発がん分類2B

Water

北海道岩見沢市や三笠市など5市町村で構成する「桂沢水道企業団」の水道水から、19日午後「発がん性が疑われている有害物質ジクロロメタンが水道水から検出された 」と報道されました。浄水場内の補修工事で当該物質を使っており、それが水道水に混じったのが原因とのこと。
でも、私が気になったのは別のことでした。毎日新聞 インターネット版2月20日の中に、この物質はIARCの2B分類であり、「人に対して発がん性があるかもしれない」とありましたが、これは誤解を招く説明です。…


国際がん研究機関(IARC)は物質について、4つの分類を行っています。グループ1は、「ヒトに対して発がん物質であるもの」、グループ2はさらに2つに分類され、2Aが「ヒトに対して発がん性がある可能性が高いもの」、2Bは「ヒトに対して、おそらく発がん性があるもの」で、どちらも発がん性が疑わしいものです。グループ3は「ヒトに対する発がん性によって分類することができないもの」。これは、動物やヒトに対するデータが十分でないために区分けされたものです。最後のグループ4は「ヒトに対する発がん性がないと考えられるもの」となっています。

グループ2は、発がん性が疑わしい物質のことなので、問題の2Bを「人に対して発がん性があるかもしれない」と単純化するのは少し奇妙な表現です。むしろ、グループ3こそ、その説明が適当ではないかと私は考えます。

この問題は、まず英語表現を日本語にする時に発生する翻訳上の疑義です。問題の2Bは、

The agent(mixture) is possibly carcinogenic to humans.…

となっており、それに比して2Aは、probably carcinogenic to humans.…。つまり、BとAの表現上の違いは、possible と probable だけ。IARCの定義説明を読むと、どちらもヒトに対しては発がん性が疑われる物質なのですが、動物実験と人体への(不幸な過去の)経験の有無如何によって、AかBかの違いがあるだけ。

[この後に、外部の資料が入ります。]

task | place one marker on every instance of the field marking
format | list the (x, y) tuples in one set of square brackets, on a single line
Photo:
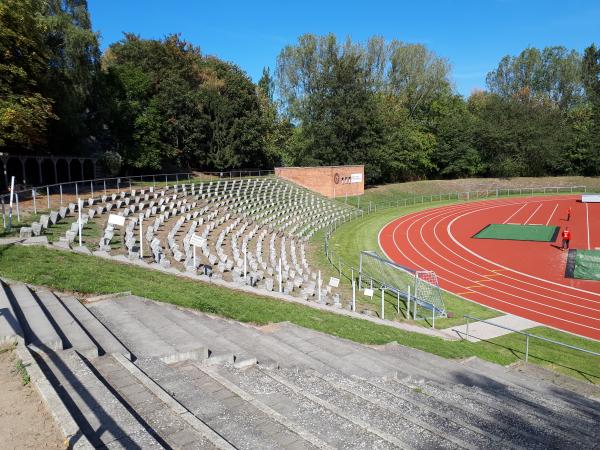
[(495, 300), (432, 215), (553, 211), (470, 209), (587, 223), (515, 213), (477, 255), (533, 214)]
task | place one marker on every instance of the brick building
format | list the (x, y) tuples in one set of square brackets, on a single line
[(330, 181)]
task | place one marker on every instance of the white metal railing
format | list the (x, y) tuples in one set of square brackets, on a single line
[(51, 195), (527, 336)]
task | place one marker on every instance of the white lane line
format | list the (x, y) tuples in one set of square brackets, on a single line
[(553, 211), (500, 266), (515, 213), (465, 210), (532, 214), (587, 223), (437, 218)]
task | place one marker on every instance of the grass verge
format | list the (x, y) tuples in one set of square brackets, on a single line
[(90, 275), (362, 234)]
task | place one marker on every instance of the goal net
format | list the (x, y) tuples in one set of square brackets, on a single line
[(376, 271)]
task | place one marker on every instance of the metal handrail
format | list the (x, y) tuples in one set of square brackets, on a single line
[(527, 336)]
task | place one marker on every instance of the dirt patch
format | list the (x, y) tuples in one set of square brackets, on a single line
[(24, 420)]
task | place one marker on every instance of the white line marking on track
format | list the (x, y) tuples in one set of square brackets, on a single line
[(533, 214), (553, 211), (499, 300), (515, 213), (587, 223)]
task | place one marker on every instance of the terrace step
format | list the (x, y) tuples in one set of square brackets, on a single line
[(161, 412), (37, 328), (336, 430), (99, 411), (67, 327), (234, 418), (102, 337), (10, 327)]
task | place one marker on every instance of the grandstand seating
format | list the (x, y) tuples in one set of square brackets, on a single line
[(266, 219), (128, 372)]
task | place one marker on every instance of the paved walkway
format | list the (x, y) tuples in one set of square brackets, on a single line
[(482, 331)]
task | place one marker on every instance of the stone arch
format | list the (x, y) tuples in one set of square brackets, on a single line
[(14, 167), (32, 172), (62, 168), (75, 168), (88, 169)]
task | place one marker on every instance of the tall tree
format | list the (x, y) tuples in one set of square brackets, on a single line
[(591, 81), (552, 74), (24, 109), (71, 75), (175, 107)]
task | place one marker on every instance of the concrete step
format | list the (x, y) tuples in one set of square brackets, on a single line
[(97, 408), (100, 335), (10, 328), (337, 353), (537, 391), (68, 328), (163, 414), (535, 431), (469, 417), (142, 341), (403, 431), (336, 430), (235, 419), (38, 329), (567, 428)]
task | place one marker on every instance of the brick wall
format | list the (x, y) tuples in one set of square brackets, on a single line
[(330, 181)]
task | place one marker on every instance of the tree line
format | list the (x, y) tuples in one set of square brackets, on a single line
[(160, 104)]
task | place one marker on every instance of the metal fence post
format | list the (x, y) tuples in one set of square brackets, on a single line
[(467, 328), (17, 202)]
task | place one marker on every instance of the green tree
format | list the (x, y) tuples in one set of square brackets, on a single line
[(71, 75), (591, 81), (172, 106), (552, 74), (24, 110)]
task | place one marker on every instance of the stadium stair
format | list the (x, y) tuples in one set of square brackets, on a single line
[(135, 373)]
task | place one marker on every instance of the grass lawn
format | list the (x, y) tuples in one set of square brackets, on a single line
[(401, 191), (84, 274), (361, 234)]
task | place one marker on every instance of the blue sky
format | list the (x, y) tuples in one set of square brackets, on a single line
[(471, 35)]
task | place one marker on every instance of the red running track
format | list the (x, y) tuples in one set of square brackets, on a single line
[(517, 277)]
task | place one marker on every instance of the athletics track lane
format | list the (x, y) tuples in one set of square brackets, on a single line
[(522, 278)]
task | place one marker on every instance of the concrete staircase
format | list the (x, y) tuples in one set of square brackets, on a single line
[(134, 373)]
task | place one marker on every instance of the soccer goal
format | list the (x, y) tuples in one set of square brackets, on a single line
[(378, 272)]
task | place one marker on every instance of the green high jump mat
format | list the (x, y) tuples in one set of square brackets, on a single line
[(516, 232), (583, 264)]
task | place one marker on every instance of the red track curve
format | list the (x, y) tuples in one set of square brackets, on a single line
[(517, 277)]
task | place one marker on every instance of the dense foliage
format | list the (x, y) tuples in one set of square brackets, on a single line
[(152, 105)]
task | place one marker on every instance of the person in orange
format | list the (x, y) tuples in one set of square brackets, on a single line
[(566, 235)]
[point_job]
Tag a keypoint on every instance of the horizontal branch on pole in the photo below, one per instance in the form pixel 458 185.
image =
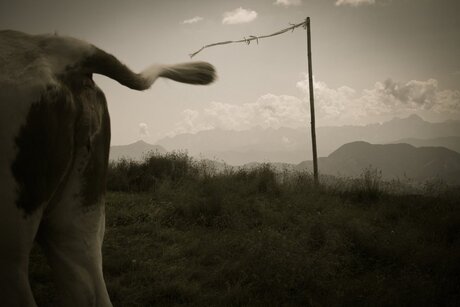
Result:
pixel 252 37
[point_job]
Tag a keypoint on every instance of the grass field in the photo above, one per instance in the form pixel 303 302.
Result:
pixel 194 237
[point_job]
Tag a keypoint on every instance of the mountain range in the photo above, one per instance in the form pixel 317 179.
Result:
pixel 393 160
pixel 288 145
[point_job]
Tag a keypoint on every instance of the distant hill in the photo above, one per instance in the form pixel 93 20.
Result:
pixel 134 151
pixel 289 145
pixel 450 142
pixel 394 160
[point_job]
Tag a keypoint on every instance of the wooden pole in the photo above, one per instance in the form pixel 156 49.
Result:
pixel 312 105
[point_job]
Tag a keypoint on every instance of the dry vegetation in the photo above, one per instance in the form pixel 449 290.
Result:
pixel 181 233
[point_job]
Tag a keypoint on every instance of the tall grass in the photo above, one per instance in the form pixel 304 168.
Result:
pixel 196 236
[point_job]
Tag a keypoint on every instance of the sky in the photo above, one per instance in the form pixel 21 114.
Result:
pixel 372 60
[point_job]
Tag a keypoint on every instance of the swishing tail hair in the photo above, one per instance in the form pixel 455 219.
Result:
pixel 106 64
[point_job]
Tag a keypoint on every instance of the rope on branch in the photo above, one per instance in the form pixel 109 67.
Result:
pixel 252 37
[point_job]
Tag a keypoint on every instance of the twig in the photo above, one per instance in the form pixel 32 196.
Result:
pixel 252 37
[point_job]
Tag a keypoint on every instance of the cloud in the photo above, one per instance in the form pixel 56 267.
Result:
pixel 239 15
pixel 143 130
pixel 333 107
pixel 384 101
pixel 288 2
pixel 354 2
pixel 269 111
pixel 193 20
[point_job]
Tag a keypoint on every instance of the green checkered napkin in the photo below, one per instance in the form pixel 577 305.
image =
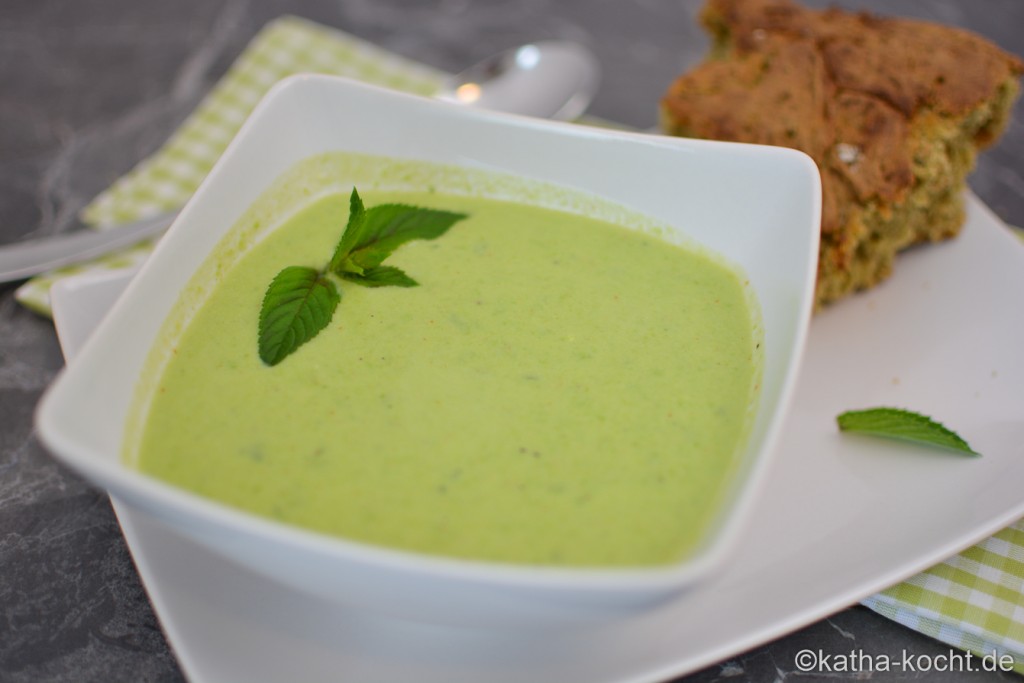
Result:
pixel 974 600
pixel 166 180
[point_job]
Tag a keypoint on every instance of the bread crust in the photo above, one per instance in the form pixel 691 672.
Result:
pixel 893 112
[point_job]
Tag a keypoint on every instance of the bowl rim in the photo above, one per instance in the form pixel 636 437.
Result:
pixel 120 479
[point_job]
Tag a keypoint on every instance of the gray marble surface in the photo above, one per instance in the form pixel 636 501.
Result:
pixel 89 88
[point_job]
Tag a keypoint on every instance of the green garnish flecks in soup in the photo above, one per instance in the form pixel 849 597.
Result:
pixel 558 390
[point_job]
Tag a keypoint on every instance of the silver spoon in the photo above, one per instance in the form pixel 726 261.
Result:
pixel 551 80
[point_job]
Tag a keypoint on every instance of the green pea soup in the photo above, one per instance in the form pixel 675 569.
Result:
pixel 559 390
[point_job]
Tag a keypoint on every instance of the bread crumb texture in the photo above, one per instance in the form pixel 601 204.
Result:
pixel 893 112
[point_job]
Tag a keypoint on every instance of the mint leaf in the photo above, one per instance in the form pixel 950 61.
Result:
pixel 372 235
pixel 299 302
pixel 381 275
pixel 352 233
pixel 905 425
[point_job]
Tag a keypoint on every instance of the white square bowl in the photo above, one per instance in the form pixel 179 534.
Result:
pixel 758 207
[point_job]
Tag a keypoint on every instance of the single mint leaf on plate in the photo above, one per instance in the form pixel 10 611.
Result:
pixel 381 275
pixel 299 302
pixel 905 425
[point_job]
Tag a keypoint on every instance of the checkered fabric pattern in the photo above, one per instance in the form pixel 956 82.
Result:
pixel 974 600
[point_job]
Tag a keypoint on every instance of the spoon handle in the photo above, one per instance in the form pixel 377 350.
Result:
pixel 30 257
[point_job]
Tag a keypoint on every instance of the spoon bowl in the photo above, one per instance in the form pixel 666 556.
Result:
pixel 547 80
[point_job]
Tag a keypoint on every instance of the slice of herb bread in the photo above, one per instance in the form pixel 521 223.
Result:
pixel 892 111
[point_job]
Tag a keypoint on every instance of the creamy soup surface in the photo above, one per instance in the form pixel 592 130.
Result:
pixel 558 390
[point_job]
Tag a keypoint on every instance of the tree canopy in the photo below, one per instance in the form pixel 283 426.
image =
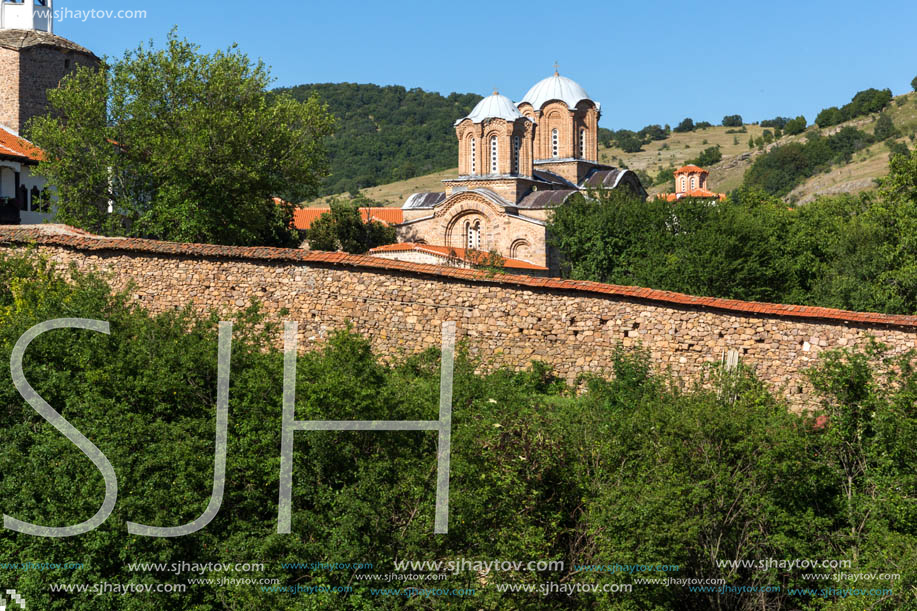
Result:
pixel 854 253
pixel 632 468
pixel 385 134
pixel 343 228
pixel 181 146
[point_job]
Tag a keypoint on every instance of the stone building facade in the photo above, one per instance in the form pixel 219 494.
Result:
pixel 691 181
pixel 506 320
pixel 517 162
pixel 32 61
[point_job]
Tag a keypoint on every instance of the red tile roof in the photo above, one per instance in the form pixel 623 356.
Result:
pixel 691 193
pixel 452 253
pixel 12 145
pixel 68 237
pixel 304 217
pixel 690 168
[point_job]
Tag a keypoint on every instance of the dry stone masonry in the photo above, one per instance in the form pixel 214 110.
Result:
pixel 506 320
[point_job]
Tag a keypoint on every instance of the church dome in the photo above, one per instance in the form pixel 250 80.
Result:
pixel 494 106
pixel 557 87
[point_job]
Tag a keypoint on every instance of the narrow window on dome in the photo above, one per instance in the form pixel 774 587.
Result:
pixel 471 169
pixel 515 154
pixel 493 154
pixel 473 235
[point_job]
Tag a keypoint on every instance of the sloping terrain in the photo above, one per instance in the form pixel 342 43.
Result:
pixel 856 176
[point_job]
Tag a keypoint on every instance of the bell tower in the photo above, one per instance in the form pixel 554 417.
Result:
pixel 35 15
pixel 32 60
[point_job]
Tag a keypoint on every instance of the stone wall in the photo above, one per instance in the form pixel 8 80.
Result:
pixel 42 67
pixel 507 320
pixel 9 90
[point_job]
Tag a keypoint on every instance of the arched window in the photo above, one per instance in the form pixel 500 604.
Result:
pixel 493 154
pixel 473 157
pixel 516 145
pixel 473 235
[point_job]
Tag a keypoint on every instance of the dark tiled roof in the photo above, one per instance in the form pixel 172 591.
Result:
pixel 551 177
pixel 424 199
pixel 22 39
pixel 304 217
pixel 68 237
pixel 603 178
pixel 537 200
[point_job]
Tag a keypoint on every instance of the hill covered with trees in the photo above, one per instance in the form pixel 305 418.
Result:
pixel 385 134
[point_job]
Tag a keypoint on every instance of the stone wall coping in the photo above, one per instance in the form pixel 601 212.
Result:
pixel 70 237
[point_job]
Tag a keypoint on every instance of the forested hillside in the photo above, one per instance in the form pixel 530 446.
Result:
pixel 386 134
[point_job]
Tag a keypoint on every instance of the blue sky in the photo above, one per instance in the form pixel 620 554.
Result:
pixel 646 62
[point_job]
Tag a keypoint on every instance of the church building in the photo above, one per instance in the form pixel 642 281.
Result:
pixel 517 162
pixel 32 61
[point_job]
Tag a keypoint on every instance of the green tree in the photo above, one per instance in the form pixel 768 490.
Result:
pixel 343 228
pixel 628 141
pixel 829 116
pixel 183 146
pixel 885 128
pixel 708 156
pixel 686 125
pixel 653 132
pixel 795 126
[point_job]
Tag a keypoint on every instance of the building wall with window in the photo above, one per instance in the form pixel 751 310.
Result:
pixel 31 63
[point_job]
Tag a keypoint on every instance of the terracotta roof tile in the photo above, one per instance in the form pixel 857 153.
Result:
pixel 304 217
pixel 461 254
pixel 12 145
pixel 69 237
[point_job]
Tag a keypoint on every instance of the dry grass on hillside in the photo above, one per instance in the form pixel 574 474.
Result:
pixel 726 175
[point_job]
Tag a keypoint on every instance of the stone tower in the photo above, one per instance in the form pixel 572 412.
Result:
pixel 32 60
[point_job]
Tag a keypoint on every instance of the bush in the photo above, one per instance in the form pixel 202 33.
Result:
pixel 687 125
pixel 343 228
pixel 885 128
pixel 863 103
pixel 653 132
pixel 708 156
pixel 829 116
pixel 628 141
pixel 897 148
pixel 781 169
pixel 779 122
pixel 795 126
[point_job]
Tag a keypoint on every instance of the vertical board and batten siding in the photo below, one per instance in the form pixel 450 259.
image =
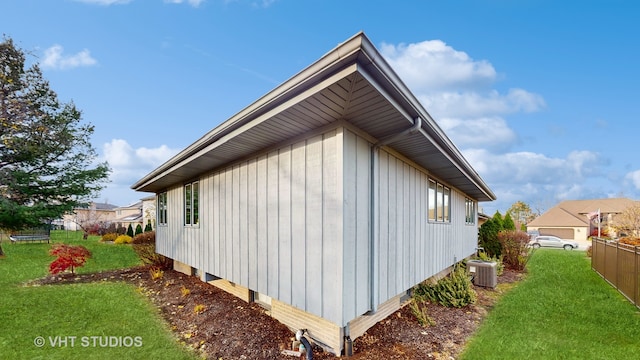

それを定義文において、possible と probable で差異をつけたというわけです。

実験動物では発がん性は認められた、ヒトに対しても疑わしい、でも、ヒトに対しては十分なデータが得られていない、だからヒトに対して発がん性があるとは断言できない、これがIARCの2Bの意味するところ。これをシンプルに「人に対して発がん性があるかもしれない」としたなら、どう受け取られるでしょうか。あるかどうかもわからない、と考えるのが普通ではないかと私は考えます。これでは、IARCの趣旨が活かされません。

ではどう訳すか。私なら、「ヒトに対して発がん性が疑わしい(2B)」とします。2Aなら、「ヒトに対して発がん性が非常に疑わしい」ですね。旧厚生省の命を受けて翻訳した日本水道協会の訳では、そのまま直訳して「「ヒトに対してたぶん発がん性の可能性がある…」としていますが(WHO飲料水質ガイドライン 第二版第一巻  (社)日本水道協会 1995)、この変な訳でも「人に対して発がん性があるかもしれない」よりも、ずっとマシ。少なくとも新聞では、水道協会の訳を使ってほしかったと私は思います。

問題となったジクロロメタンの汚染は、たしかに一過性のものでしょう。でも、問題の有害物質についてまで評価を軽んじるのは科学的に問題あり、です。毎日新聞はこの訳をどこで手に入れたのか。自社訳なのか、それとも誰か専門家に尋ねたのか、それとも問題の水道当局に聞いたのか。もし、専門家が説明したのであれば、その人の専門性や作為を問題にすべきところです。

なぜこのことに拘るのかといえば、実はこの possible と probable の問題は、発がん性論議の中で結構登場する議論なのです。この違いを知っていてわざと恣意的に、「かもしれない」などとする研究者には要注意。警戒して、その意図を考えてみなければなりません。

(追記 2/22)

the American Heritage Dictionaryによると、

probable; 1. Likely to happen or to be true. 2 . Relatively likely but not certain

possible; 1. Capable of happening, existing, or being true. 2.Capable of occurring or being done. 3. Potential

となっています。

つまり、probableは起こりそうなこと、あるいは本当らしいことを示し、possibleは起こる可能性があることを示すという意味合いです。どちらも起きることを想定した云い方ですが、その起こり具合の可能性の大きさで区別しています。

これを日本語で「起きるかもしれない」とすると、(直訳的にはそういうこともできると抗弁したとしても)起きないことをも想定とした云い方となりますから、趣旨が違ってきます。これが先の私の言い分です。